Convergence of this Laplace transformation

[lukka98]

I have a f(t) that is, e^(-t) *sin(t), now I calculate the Laplace transformation, that is:
X(s) = 1 / ( 1 + ( 1 + s)^2 ) (excuse me but Latex seems not run ).
Now I imagine the plane with Re(s), Im(s) and the magnitude of X(s).

If i take Re(s) = -1 and Im(s) = 0, I believe I have X(s) = 1 ( s = -1, so from the formula X(s) = 1) and this seem correctly according to a graph that I see online.
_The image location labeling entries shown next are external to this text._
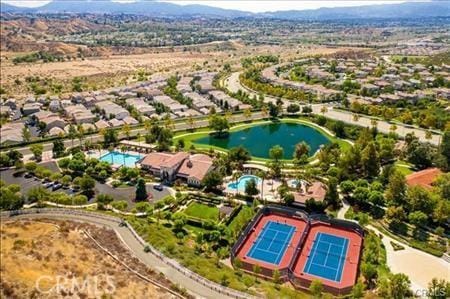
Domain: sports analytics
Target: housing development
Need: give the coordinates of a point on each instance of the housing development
(151, 149)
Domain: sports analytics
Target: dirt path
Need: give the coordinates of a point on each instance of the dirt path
(420, 267)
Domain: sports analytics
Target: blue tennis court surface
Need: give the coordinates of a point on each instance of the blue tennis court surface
(327, 257)
(271, 243)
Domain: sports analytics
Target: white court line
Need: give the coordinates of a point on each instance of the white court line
(339, 265)
(314, 254)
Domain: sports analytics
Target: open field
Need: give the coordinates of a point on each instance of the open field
(202, 211)
(50, 249)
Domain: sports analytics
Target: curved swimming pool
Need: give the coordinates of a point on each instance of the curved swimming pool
(240, 184)
(259, 139)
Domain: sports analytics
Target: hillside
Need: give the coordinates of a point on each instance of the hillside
(161, 9)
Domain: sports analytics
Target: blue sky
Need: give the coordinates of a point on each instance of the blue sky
(246, 5)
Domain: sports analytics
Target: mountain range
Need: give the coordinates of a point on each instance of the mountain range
(164, 9)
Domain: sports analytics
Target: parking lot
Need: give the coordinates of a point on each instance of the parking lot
(128, 193)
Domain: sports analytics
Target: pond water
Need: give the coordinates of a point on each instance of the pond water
(259, 139)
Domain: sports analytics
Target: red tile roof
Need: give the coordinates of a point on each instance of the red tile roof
(424, 178)
(317, 191)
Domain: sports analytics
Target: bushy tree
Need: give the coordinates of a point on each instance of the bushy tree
(212, 179)
(251, 188)
(141, 191)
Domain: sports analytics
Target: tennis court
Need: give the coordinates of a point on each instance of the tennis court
(327, 257)
(272, 242)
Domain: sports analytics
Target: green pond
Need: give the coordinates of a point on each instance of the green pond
(259, 139)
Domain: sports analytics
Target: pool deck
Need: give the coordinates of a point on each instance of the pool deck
(98, 154)
(269, 189)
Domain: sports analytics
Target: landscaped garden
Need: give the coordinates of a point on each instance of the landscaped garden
(202, 211)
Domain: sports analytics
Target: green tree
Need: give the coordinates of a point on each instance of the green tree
(26, 134)
(87, 184)
(219, 124)
(276, 276)
(10, 197)
(332, 195)
(316, 288)
(396, 189)
(288, 198)
(251, 188)
(358, 290)
(58, 148)
(301, 152)
(141, 191)
(418, 218)
(37, 150)
(399, 285)
(212, 179)
(104, 200)
(438, 289)
(370, 161)
(276, 153)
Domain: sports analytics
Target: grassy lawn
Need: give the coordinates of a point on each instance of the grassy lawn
(403, 167)
(198, 210)
(190, 138)
(163, 238)
(241, 219)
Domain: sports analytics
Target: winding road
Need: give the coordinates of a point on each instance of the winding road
(194, 287)
(233, 84)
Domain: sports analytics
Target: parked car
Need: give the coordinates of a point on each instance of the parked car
(158, 187)
(56, 186)
(48, 184)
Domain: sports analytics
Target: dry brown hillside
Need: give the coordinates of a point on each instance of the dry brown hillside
(35, 34)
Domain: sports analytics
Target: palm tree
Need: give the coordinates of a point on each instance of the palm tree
(126, 130)
(248, 114)
(393, 128)
(138, 137)
(102, 133)
(147, 125)
(374, 123)
(190, 121)
(265, 111)
(235, 176)
(26, 135)
(123, 149)
(168, 122)
(80, 134)
(262, 175)
(72, 133)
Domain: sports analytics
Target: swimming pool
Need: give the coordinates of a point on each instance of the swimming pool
(240, 184)
(122, 159)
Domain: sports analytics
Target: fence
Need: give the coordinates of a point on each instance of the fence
(175, 265)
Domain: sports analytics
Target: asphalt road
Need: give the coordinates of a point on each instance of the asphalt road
(179, 126)
(233, 84)
(137, 249)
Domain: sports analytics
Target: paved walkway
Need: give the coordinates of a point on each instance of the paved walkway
(233, 84)
(194, 287)
(420, 267)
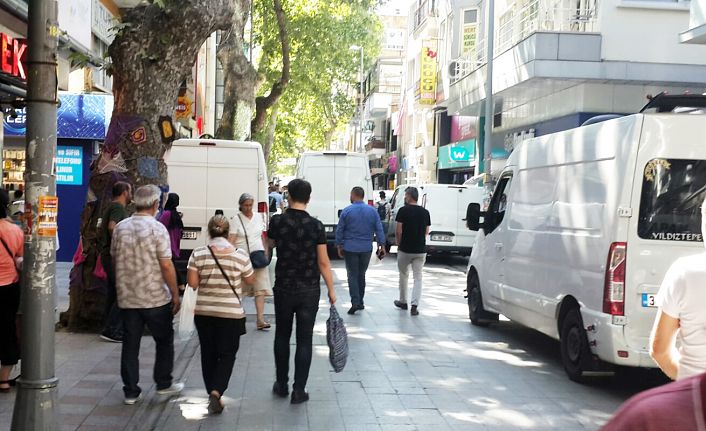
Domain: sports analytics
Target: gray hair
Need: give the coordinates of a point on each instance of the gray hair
(146, 196)
(245, 197)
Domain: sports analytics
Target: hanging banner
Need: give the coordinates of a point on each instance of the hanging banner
(47, 216)
(427, 81)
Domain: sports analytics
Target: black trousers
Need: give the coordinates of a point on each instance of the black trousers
(288, 306)
(9, 304)
(220, 340)
(159, 322)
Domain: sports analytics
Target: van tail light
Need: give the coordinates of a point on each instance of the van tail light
(614, 292)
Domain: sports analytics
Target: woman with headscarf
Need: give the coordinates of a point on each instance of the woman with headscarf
(171, 219)
(11, 252)
(247, 228)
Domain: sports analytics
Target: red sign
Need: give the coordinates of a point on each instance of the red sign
(13, 53)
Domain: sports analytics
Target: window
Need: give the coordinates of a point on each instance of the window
(498, 204)
(469, 31)
(670, 204)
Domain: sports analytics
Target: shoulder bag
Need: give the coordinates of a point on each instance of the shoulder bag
(257, 258)
(218, 264)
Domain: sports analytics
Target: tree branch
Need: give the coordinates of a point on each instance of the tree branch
(263, 103)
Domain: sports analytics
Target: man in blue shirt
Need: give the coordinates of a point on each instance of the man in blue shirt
(354, 238)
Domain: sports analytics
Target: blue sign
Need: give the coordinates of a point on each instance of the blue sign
(80, 116)
(69, 165)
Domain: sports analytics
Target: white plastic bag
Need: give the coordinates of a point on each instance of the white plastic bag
(186, 314)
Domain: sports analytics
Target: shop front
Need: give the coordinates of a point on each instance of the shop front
(81, 125)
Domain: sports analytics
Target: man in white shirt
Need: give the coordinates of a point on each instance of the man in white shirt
(682, 315)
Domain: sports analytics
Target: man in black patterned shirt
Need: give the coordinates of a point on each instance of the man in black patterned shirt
(302, 259)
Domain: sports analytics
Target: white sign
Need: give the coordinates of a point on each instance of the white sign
(73, 18)
(103, 22)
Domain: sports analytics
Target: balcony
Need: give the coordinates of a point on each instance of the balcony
(518, 23)
(424, 10)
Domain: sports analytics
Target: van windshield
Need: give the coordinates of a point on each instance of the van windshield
(670, 205)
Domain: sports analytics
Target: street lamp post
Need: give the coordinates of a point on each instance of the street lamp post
(37, 395)
(361, 95)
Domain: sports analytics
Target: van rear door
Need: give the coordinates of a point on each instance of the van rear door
(669, 188)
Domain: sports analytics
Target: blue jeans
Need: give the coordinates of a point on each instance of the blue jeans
(356, 266)
(159, 322)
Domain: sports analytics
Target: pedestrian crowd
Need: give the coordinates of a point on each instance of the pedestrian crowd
(139, 253)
But if I put Re(s) = -1 and Im(s) = 0 in the integral, and I calculate it directly, I should get the same result...(?) but In that case is only the integral of sin(t) from 0 to infty that is not 1 absolutely.

What is wrong?

thanks

 

[pasmith]

The integral \int_0^\infty \sin t\,e^{-(1+s)t}\,dt converges only when \operatorname{Re}(1 + s) > 0. s = -1 is not in this region.

You can, of course, analytically continue the result you get in \operatorname{Re}(1 + s) > 0 into the rest of the s-plane (except the poles at s = -1 \pm i).

LaTeX is enabled; but it often doesn't render when you make your first post in a forum.

 

[lukka98]

The integral \int_0^\infty \sin t\,e^{-(1+s)t}\,dt converges only when \operatorname{Re}(1 + s) > 0. s = -1 is not in this region.

You can, of course, analytically continue the result you get in \operatorname{Re}(1 + s) > 0 into the rest of the s-plane (except the poles at s = -1 \pm i).

LaTeX is enabled; but it often doesn't render when you make your first post in a forum.

Ok, maybe my question was misunderstood, but $X(s) = \frac{1}{1 + (1+s)^2}$, so for s = -1, I have X(s) = 1;
but $\int_{0}^{\infty} sin(t) dt$ ,that is for s = -1, is indefinite.
And also the graphics solution, looks like X(s) = 1 for s = -1.

 

[pasmith]

Ok, maybe my question was misunderstood, but $X(s) = \frac{1}{1 + (1+s)^2}$, so for s = -1, I have X(s) = 1;
but $\int_{0}^{\infty} sin(t) dt$ ,that is for s = -1, is indefinite.
And also the graphics solution, looks like X(s) = 1 for s = -1.

Yes.

There are many functions, such as the Gamma function, which are initially defined by an integral representation valid only in a subset of \mathbb{C} but are then extended to a larger subset of \mathbb{C} by analytic continuation. Laplace transforms often also fall into this category.

One can define a function F : D \to \mathbb{C}: s \mapsto \int_0^\infty f(t)e^{-st}\,dt where D \subset \mathbb{C} is the region where the integral converges. If D satisfies certain conditions then there exists a unique G, defined on as much of \mathbb{C} as possible, such that G(s) = F(s) for every s \in D.

Now F and G are distinct functions because they have different domains, and we commonly define the Laplace transform of f as F when really we mean G: Inverting the transform requires integration over a contour which is almost certainly not contained in D, and if we have a formula for F(s) then it almost certainly makes sense for values of s \notin D. But we must remember that if s \notin D then <br /> G(s) \neq \int_0^\infty f(t)e^{-st}\,dt.